Monday, September 15, 2014

Les Miserables: Manga Classic

Les Miserables by Victor Hugo
Story adaptation by Crystal Silvermoon
English script by Stacy King
Art by Sun Neko Lee
Publisher UDON entertainment productions, with Morpheus Publishing Limited

Review copy supplied by Net Galley and the publishers

My thoughts:
Anytime classics are adapated into a manga, what I read it for is to see if the art and the adapted story are able to capture the essence of the original classic and still sell the story enough through the artwork and character development so that my middle readers feel like they want to attempt the original, even if it's later in their school life. 

Victor Hugo's story is just one tragedy after another and it takes a good 200 pages even in a manga before things start looking up, so this book for the first time reader of this work, who has not seen the 2012 musical, takes some commitment. If they use the title as a clue, then they will know that this is a tragedy. The cover shows a forlorn looking Cosette. Even with her big manga eyes, she looks worried. 

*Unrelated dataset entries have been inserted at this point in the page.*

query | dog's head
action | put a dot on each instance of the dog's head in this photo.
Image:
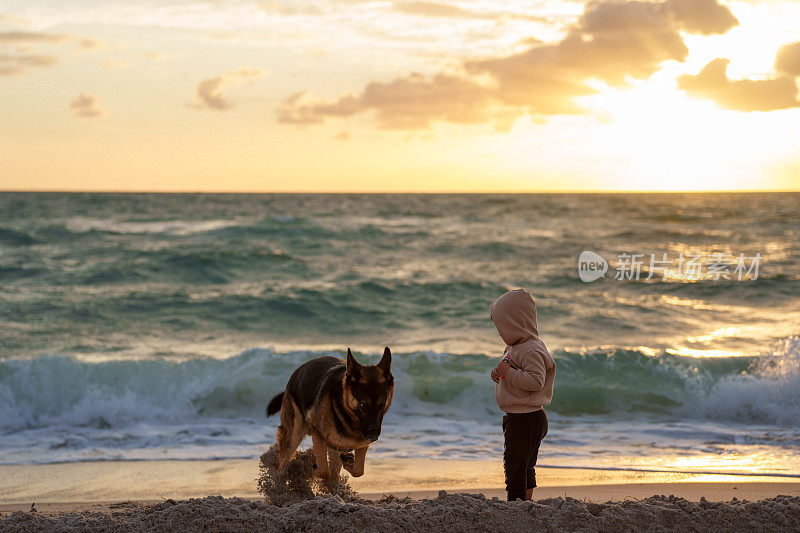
(368, 392)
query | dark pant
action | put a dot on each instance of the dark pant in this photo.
(523, 433)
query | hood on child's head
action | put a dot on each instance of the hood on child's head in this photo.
(514, 316)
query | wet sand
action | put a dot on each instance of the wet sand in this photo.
(394, 495)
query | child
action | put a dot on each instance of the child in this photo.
(524, 384)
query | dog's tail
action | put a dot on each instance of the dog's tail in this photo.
(275, 405)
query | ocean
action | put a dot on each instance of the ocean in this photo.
(158, 326)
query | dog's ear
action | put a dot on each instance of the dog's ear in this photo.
(353, 366)
(386, 361)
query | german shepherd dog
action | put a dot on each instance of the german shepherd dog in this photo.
(341, 405)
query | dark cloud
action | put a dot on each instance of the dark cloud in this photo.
(15, 65)
(16, 62)
(740, 95)
(210, 93)
(87, 106)
(612, 42)
(788, 59)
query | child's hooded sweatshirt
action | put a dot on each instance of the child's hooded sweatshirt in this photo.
(529, 383)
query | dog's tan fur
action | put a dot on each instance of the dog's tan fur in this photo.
(331, 447)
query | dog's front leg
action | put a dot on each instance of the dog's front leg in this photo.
(321, 456)
(357, 470)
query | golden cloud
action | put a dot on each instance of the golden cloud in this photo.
(87, 106)
(210, 93)
(612, 42)
(740, 95)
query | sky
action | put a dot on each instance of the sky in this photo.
(399, 96)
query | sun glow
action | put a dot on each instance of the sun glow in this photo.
(677, 143)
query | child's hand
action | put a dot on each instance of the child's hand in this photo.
(503, 368)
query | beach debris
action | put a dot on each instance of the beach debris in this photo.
(298, 481)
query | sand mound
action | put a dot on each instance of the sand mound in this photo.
(298, 481)
(449, 512)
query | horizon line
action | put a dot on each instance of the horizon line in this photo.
(399, 192)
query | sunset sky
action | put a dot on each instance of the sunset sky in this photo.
(351, 95)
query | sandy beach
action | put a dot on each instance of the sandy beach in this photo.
(394, 495)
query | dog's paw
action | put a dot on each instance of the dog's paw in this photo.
(348, 460)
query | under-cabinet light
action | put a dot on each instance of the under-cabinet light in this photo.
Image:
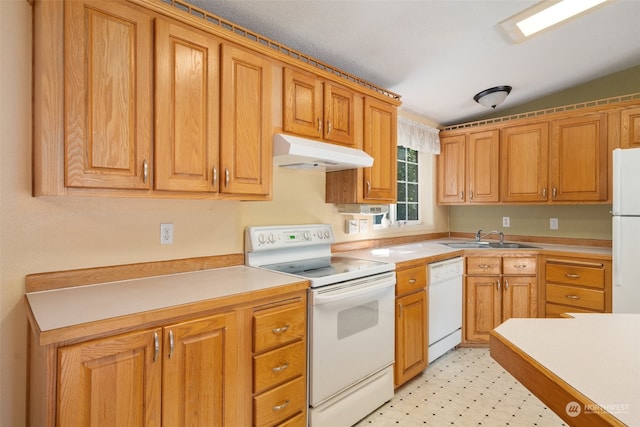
(545, 15)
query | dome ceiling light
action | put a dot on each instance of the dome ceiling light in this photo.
(492, 97)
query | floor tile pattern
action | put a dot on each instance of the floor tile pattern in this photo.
(464, 387)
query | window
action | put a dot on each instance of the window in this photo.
(407, 207)
(406, 210)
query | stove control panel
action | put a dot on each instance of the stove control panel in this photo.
(279, 237)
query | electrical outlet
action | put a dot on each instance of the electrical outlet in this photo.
(351, 226)
(166, 234)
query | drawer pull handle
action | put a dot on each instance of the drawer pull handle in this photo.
(281, 406)
(280, 330)
(156, 346)
(280, 368)
(171, 343)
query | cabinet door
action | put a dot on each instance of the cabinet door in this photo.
(246, 143)
(339, 115)
(411, 336)
(200, 372)
(380, 135)
(524, 160)
(484, 161)
(107, 95)
(302, 104)
(579, 158)
(186, 102)
(451, 170)
(630, 128)
(111, 382)
(482, 307)
(519, 297)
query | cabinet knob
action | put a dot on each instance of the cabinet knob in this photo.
(281, 406)
(280, 330)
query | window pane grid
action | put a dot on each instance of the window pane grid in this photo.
(407, 205)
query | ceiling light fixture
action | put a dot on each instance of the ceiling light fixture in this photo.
(545, 15)
(492, 97)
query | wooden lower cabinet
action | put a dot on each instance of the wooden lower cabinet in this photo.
(576, 285)
(238, 366)
(280, 365)
(126, 380)
(411, 323)
(496, 289)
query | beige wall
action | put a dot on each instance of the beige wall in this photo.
(59, 233)
(583, 221)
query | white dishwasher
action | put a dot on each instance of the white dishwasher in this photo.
(445, 306)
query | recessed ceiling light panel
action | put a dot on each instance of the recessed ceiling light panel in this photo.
(545, 15)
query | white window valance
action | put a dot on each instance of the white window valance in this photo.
(418, 136)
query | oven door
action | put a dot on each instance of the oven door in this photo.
(351, 333)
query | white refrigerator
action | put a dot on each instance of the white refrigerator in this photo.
(626, 230)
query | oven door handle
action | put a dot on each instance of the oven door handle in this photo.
(345, 293)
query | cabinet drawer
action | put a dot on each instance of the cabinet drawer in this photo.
(278, 366)
(484, 265)
(282, 402)
(590, 299)
(519, 266)
(411, 279)
(277, 326)
(554, 310)
(575, 275)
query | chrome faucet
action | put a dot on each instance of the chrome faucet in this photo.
(480, 236)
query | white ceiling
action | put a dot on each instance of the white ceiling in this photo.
(437, 54)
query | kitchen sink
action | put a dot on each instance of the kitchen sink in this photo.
(489, 245)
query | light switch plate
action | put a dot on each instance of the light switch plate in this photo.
(351, 226)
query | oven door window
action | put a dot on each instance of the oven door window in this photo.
(358, 319)
(351, 337)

Cosette as the blonde Cinderella type is endearingly pitiful while her "benefactors," the Thenardiers are comically cruel so that is a selling point. Fantine, once she must shave her hair just made me think of Anne Hathaway with her equally large doe-like eyes so I almost wanted someone to start singing. That was a distraction, but it may just be because I read the original and saw several different film versions. 

Will this version sell students on reading the original? I think the biggest selling point is the romance between Cosette and Marius because of the way they are drawn, so the girls may like it, but I think the story line between Valjean and Javert is more powerful in the original story and that may appeal more to guys but this manga version doesn't build Valjean up enough or show enough of the action scenes.

Still, overall, it is a good starting place for this classic novel, and if students never read the Hugo version, they will at least understand the story enough to get the gist.